Another potential benefit, he says, is the reduction in shipping in that particular area, which could be beneficial for seabeds that have potentially been over-fished in the past.

Don Thompson is not convinced by that theory, partly because the fishermen in question have simply moved along, putting more pressure on other areas.

It just isn’t true. Good fisheries management is all about managing fishing effort. If you take all that fishing effort that is going on in that area now and move it elsewhere, that is not good fisheries management, so I just don’t follow that mantra that we are suddenly going to benefit from the loss of those grounds. —Don Thompson, Jersey Fisherman’s Association

Harnessing wind power is part of an ever growing push towards green energy production. >Speaking at the Conservative Party Conference earlier this month, Britain’s Prime Minister Boris Johnson pledged to become the world leader in clean wind energy, hoping to power every UK home with wind by 2030. Jersey currently gets its electricity from France, in a combination of nuclear and tidal power.
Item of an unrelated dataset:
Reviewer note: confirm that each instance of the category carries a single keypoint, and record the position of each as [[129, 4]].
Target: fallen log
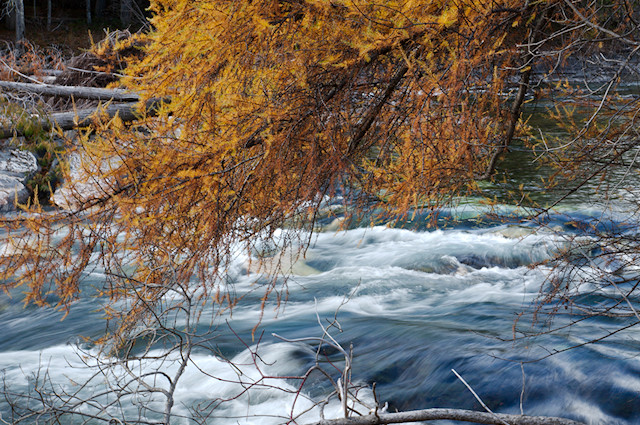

Deputy Guida told ITV News that wind power could be an option for Jersey too, but not on its own.

What we need is several sources of energy which could replace each other, so what we could create a windfarm of our own, sell the electricity to France and then buy from them when we need it. —Deputy Gregory Guida, Jersey’s Assistant Minister for the Environment

The French windfarm is expected to be operational by 2023.